Predicting the future career track of prospects is tricky, particularly when they are teenagers less than a year removed from the draft. But the Phillies obviously see promise in Moniak, Gowdy, and Stobbe and can only hope they’ll follow the path of the J.P. Crawford, Dylan Cozens, and Roman Quinn, keeping the flow of homegrown talent churning continually through their system and onto the big league roster in the coming years.

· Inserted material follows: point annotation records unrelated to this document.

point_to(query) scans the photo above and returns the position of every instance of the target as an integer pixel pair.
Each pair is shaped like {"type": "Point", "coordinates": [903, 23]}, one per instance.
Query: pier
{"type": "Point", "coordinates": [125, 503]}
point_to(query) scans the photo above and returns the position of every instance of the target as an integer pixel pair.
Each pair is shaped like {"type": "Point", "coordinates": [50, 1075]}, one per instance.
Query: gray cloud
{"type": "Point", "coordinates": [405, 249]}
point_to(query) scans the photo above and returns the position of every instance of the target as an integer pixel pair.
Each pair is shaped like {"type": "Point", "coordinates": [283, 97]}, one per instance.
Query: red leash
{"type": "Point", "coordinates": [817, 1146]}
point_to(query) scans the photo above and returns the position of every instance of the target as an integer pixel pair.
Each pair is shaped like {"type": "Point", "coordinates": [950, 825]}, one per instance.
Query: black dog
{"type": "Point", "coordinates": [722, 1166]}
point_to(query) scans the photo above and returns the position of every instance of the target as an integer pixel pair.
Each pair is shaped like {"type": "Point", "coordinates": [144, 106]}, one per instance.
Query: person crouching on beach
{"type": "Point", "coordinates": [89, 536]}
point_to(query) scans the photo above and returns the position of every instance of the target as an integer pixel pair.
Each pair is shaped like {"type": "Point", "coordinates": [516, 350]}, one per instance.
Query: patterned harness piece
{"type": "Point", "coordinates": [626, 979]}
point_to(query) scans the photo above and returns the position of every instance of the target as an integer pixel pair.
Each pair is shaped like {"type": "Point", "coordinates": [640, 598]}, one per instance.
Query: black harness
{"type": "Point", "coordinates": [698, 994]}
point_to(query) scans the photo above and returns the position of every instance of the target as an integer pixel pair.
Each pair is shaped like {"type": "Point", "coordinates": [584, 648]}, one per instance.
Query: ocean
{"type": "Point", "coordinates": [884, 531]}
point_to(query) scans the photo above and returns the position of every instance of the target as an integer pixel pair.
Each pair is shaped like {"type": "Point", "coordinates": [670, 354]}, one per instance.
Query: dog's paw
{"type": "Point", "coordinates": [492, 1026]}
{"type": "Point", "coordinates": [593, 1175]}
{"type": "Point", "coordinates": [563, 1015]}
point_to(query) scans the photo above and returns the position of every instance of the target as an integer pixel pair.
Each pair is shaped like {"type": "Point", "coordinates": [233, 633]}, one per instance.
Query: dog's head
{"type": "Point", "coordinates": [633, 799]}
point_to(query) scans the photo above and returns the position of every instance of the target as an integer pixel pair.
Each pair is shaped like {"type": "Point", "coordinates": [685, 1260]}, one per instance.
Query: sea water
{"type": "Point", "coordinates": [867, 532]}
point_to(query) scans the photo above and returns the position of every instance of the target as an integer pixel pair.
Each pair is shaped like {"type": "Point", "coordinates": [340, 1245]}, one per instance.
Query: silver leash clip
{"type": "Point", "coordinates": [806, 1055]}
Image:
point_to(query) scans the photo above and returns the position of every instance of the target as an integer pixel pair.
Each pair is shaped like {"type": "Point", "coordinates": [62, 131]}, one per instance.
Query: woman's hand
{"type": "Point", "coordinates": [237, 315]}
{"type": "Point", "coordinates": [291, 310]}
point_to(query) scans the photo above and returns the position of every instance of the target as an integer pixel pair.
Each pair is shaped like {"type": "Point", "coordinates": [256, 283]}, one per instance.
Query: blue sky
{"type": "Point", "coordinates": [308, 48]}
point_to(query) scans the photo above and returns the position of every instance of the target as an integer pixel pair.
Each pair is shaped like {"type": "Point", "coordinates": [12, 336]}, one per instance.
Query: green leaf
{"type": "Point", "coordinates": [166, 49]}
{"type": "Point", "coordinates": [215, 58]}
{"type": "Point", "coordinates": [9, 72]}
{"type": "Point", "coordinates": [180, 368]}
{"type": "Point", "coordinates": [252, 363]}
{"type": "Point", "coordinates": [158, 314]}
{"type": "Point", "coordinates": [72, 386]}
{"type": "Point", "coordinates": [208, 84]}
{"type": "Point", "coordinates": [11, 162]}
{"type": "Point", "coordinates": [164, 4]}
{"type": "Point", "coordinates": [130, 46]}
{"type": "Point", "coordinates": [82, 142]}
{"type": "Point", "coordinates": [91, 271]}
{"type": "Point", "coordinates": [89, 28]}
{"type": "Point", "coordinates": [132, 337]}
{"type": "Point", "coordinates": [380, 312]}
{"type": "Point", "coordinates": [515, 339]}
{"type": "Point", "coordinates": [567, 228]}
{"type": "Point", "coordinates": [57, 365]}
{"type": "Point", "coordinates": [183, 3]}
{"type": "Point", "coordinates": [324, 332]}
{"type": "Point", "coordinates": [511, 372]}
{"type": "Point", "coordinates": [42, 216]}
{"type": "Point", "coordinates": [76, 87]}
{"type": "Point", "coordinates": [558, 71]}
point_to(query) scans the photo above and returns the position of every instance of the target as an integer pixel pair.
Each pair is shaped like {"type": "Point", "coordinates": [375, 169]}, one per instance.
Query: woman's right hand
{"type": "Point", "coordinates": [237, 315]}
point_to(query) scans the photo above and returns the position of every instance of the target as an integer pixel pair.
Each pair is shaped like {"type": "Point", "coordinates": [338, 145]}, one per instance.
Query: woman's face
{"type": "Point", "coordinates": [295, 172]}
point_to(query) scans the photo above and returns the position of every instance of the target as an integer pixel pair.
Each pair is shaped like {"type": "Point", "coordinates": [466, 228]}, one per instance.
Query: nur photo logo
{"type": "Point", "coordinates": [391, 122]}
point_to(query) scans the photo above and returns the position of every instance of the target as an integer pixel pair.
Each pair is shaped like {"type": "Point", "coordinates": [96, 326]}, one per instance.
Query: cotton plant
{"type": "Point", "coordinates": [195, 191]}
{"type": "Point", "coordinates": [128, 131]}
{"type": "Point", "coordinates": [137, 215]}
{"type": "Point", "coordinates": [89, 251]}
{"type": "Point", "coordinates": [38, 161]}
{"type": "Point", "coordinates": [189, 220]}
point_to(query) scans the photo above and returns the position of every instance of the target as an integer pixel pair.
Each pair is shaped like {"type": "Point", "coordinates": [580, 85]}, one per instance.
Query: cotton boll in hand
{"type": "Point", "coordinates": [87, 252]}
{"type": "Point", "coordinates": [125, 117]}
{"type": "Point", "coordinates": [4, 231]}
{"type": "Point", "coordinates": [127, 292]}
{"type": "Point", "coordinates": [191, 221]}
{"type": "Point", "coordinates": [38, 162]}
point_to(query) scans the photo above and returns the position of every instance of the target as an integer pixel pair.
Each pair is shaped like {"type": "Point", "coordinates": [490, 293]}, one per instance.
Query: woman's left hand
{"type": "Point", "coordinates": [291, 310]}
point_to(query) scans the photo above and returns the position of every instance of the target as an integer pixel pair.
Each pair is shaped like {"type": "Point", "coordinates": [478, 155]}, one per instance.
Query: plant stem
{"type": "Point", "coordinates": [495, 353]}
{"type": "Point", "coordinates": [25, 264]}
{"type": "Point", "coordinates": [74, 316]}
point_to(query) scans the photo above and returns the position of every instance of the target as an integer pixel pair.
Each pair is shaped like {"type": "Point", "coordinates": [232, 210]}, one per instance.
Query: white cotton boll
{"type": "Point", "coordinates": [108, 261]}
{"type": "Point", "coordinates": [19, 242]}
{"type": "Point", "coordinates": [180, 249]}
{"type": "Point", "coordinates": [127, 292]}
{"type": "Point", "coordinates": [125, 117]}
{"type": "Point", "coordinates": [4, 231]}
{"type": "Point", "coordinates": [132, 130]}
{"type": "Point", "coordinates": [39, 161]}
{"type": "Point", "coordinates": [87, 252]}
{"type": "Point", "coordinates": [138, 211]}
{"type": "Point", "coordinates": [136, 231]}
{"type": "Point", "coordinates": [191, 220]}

No matter big market or small, the safest way to have sustained success is to have a farm system that’s consistently producing major league talent. Again, it’s far too early to forecast when that day may come for 2016 draftees, but the Phillies trio was at least able to get their pro careers going late last June with the organization’s Gulf Coast League team in Clearwater, where highly-regarded international prospects Jhailyn Ortiz and Sixto Sanchez also played last summer.

Ryan Lawrence/PhillyVoice

Third base prospect Cole Stobbe, the Phillies' third-round pick in 2016, met first-round pick Mickey Moniak and second-round pick Kevin Gowdy a year before the draft as teammates for USA Baseball's 18U team.


It’s uncertain if Moniak, Gowdy, and Stobbe, the top three selections from last year’s draft, will play together in 2017. Moniak is likely destined for Low-A Lakewood to start the season while Gowdy could stay behind in extended Spring Training (which wouldn't be uncommon for a recently-drafted high school pitcher).

But the experiences they’ve had in each of the last two summers, literally traveling the world together as budding teenage prospects and reuniting in their first days of professional ball, have made the transition from high school kids to minor league players, living hundreds of miles away from home, almost seamless.

“Anywhere you go, if you have people you can relate to, buddies (by your side), it makes it easier,” Stobbe said. “It’s almost like an extended family. It gives you that comfort on and off the field.”